Term mortgages call for payment over time, with interest being paid upfront and a lump sum payment of the principal at the end of the term. Amortized mortgages require both principal and interest payments over an established period, usually in monthly payments. Knowing just what type of priority your mortgage has is essential.

Some mortgages have priority over other mortgages that another party might hold. The focus of each mortgage is typically established based on the date the mortgage was recorded. Thus, the first mortgage given on property is generally the first to be paid in a foreclosure event. There are many products offered by banks today that are variations of traditional mortgages.

They have the same legal effect as the traditional mortgage. Home equity lines are nothing more than open mortgages. A person can borrow against the equity in their home for a set period and up to a set amount, after which the borrowing period closes, and a traditional mortgage remains. Some banks will permit a borrower to pay only interest during the borrowing period on a home equity line. Others will require payment on principal and interest throughout the borrowing period. 

One alternative that is sometimes used by individuals selling land is called an Installment Land Contract. Under this method, a promissory note is given. Payments are made to the seller over time, but the deed is held back by the seller and only signed over to the buyer after the entire contract has been paid.


The law of foreclosure refers to the process by which a mortgage holder can claim the property to recoup the money owed to them after a homeowner defaults on the mortgage. It is a complex process. By far, it is the most active area of real estate law in Maine’s Courts today.

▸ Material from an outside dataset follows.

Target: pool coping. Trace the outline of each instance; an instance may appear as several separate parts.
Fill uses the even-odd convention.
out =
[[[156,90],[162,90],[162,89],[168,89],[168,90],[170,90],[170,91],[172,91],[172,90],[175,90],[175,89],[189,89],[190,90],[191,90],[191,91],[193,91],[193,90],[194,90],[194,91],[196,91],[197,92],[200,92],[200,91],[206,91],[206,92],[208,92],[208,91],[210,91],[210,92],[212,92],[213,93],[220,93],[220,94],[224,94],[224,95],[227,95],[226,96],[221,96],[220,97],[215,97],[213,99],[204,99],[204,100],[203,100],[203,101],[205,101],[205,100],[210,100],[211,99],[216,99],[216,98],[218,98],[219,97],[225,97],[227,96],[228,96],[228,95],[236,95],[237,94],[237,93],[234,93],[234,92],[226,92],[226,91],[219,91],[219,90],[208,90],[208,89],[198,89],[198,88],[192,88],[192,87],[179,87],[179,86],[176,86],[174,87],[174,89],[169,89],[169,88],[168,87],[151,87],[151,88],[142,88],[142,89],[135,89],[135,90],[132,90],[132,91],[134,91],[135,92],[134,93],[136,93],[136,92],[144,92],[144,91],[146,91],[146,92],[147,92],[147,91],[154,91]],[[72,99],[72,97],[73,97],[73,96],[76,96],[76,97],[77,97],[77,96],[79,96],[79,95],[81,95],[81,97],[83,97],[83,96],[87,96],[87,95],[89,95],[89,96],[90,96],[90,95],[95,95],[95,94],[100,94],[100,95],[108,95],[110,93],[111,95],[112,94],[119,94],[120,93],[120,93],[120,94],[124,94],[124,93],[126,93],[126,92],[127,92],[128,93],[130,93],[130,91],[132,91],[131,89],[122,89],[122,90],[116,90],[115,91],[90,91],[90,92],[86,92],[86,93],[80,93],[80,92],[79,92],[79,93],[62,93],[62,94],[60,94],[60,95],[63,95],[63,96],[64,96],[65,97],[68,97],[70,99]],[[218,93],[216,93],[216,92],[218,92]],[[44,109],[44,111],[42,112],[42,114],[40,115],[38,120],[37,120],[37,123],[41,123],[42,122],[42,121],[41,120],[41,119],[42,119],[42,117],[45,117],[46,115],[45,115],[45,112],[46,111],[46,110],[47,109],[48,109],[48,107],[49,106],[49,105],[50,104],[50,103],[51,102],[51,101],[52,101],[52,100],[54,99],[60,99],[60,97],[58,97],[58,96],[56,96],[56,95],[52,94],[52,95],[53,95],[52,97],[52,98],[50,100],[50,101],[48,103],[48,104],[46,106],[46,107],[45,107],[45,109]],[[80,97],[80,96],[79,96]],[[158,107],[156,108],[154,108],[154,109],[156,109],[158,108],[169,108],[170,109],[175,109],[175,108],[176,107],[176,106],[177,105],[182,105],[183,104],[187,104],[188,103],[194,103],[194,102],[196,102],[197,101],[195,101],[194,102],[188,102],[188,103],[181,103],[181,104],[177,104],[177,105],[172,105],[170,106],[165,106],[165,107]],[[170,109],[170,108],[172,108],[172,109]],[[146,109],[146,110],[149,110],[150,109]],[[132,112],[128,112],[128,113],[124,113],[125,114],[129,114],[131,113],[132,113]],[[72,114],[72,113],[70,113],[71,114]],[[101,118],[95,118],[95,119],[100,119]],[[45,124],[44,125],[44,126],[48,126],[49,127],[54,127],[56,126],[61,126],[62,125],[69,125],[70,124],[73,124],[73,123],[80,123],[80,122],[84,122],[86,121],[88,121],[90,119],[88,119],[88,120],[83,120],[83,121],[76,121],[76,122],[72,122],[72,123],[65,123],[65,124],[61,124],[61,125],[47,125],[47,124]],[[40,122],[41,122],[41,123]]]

The term “foreclosure” can be understood through the multi-step process used in Maine to take a property through a mortgage deed. Our law’s underlying goal is to provide every opportunity for the homeowner to redeem their interest in the property while giving the mortgage holder reasonable ability to protect their interest. Most private foreclosures are begun by sending a Notice to Cure to the delinquent borrower demanding payment within a set timeframe notifying the borrower of their rights and the fact that a Court action will be brought if payment is not received.

The Notice to Cure must contain particular language, or the entire foreclosure process will be undone. Thus, you must seek an experienced attorney to help you with this process. If the default is not cured by the time stated in the Notice to Cure, the mortgage holder will typically file a civil action to foreclose the property in the Maine Courts.

The foreclosure process in Maine is governed by statute and includes many specific deadlines. Once an action is filed, the borrower’s right of redemption begins to run. This is a period during which the borrower will be permitted to stop the foreclosure by correcting the default. Once the redemption period has expired, the borrower’s interest in the property is said to be foreclosed forever.

Although Court action is often necessary, other foreclosing methods are simpler and less costly to the parties. For instance, a party may give a Deed in Lieu of Foreclosure, whereby the borrower conveys the property to the mortgage holder to prevent the process of having to go through foreclosure and to ensure that the borrower will not have to pay any deficiency between the value of the property and the amount owed.

Once a property is foreclosed, the mortgage holder holds both legal and equitable title to the property. The property is then sold at a public auction after being published in a typical circulation paper in the county in which the property is located. If the property sells for more than is owed, any excess money must be paid according to the priority set by the Court in its foreclosure judgment.

If, after all of the mortgage interests are paid, money is left over, the money is paid to the borrower. If there is insufficient money from the sale to pay the whole debt, the borrower might face a “deficiency judgment.” Whereby they are still obligated to pay the remaining amount owed after the house sale.